The stick of international law? Reparations
International law is not a perfect vehicle for justice, and a longstanding criticism has been its failure to be enforced.
But Dr Hicks said that — again — the ICJ addressed this squarely by stating clearly that countries could be liable for penalties, including reparations, if they commit these “wrongful acts” of climate harm.
“If there is no clear consequence to breaching [human rights], we are not as good at paying attention. Once you’re talking about reparations being a possibility, or other forms of liability and consequences being in play, that is also going to change.”

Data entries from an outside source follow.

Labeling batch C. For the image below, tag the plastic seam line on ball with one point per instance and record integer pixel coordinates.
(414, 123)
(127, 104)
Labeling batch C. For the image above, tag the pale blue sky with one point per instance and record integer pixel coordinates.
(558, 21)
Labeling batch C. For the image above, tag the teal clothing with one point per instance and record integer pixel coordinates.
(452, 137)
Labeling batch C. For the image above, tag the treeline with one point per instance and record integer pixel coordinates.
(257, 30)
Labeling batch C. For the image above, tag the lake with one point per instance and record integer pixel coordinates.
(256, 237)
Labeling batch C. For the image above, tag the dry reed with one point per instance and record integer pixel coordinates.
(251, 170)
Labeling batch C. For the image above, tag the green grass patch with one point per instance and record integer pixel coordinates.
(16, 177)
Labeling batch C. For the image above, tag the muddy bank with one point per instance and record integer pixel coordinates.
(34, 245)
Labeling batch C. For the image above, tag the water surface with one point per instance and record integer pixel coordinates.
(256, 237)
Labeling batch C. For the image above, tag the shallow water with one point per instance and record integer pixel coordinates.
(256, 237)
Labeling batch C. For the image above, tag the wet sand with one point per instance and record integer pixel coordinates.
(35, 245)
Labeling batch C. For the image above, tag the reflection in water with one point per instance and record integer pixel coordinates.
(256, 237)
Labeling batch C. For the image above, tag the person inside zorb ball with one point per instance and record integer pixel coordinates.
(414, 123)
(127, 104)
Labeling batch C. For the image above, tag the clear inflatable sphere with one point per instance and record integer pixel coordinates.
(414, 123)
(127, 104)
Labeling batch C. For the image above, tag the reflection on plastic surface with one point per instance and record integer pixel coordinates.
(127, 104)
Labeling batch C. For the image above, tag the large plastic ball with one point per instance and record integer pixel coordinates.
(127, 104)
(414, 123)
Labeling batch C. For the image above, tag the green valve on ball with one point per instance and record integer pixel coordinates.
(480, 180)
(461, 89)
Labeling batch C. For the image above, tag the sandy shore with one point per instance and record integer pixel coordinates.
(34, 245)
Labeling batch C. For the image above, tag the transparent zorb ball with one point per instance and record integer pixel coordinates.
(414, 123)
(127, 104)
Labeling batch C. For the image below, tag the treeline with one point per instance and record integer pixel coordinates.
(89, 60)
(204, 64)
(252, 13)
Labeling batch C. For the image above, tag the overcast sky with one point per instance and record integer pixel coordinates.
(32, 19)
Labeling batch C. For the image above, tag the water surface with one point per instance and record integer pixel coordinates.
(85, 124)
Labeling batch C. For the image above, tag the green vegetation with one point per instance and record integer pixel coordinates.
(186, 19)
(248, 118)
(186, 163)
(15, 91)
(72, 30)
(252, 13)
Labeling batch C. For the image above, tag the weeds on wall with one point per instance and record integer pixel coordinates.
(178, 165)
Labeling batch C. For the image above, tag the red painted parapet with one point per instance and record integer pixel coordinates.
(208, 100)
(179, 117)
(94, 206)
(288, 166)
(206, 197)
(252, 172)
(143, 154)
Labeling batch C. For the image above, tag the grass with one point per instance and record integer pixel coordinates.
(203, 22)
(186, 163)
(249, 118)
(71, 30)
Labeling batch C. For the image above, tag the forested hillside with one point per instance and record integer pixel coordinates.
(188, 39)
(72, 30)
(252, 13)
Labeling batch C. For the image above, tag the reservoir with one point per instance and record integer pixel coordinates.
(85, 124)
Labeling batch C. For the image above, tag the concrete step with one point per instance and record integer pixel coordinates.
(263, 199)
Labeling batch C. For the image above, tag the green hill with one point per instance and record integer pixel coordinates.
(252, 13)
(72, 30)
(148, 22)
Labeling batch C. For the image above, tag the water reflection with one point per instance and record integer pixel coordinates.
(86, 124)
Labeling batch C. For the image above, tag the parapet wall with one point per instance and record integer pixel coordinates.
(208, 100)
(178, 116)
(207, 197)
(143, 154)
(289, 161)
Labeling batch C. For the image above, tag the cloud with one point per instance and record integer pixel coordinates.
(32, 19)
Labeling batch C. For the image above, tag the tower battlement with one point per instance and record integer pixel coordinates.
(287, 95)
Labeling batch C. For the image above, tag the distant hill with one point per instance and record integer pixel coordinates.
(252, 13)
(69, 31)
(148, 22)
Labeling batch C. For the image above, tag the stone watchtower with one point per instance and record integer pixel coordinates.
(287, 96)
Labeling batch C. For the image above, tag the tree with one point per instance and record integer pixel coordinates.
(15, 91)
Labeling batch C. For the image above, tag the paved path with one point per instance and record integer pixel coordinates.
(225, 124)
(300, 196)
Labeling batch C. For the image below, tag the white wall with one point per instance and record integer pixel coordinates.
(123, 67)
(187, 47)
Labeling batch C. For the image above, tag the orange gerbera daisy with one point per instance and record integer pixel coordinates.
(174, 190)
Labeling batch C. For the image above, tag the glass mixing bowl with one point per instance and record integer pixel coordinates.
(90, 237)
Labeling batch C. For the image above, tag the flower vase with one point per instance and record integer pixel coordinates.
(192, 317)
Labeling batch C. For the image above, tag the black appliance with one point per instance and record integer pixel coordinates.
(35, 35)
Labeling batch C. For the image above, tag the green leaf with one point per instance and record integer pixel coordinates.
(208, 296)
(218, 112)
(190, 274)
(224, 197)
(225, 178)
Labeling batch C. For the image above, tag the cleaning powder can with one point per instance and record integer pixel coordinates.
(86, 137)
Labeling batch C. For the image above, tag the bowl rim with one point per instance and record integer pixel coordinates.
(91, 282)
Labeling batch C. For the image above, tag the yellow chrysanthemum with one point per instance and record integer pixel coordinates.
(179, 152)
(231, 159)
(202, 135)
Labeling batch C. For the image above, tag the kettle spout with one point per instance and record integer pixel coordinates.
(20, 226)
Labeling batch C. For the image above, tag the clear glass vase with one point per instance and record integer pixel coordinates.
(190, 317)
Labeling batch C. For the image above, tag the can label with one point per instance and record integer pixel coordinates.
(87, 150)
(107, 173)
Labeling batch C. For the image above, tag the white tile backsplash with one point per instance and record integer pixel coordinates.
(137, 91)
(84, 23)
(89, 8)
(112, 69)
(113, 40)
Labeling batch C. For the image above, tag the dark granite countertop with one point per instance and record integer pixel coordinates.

The ICJ was asked to consider this issue by Vanuatu and other low-lying island states, which are suffering the consequences and costs of climate change, for which they bear little responsibility.
South Tarawa in the central Pacific island nation of Kiribati stands just metres above sea level and is desperately vulnerable to the impacts of climate change. (Reuters: David Gray/File photo)
On Friday, Vanuatu’s special envoy on climate did not rule out launching litigation against large polluting countries like Australia. Any theoretical case could potentially be heard in the ICJ’s dispute court.
A spokesperson for the Australian government told the ABC it is carefully considering the court’s opinion.
“The unprecedented participation by other countries in the ICJ proceedings reflects that we’re not alone in recognising the challenges and opportunities of responding to climate change.
“…we remain steadfast in our commitment to working together with the Pacific to strengthen global climate action.”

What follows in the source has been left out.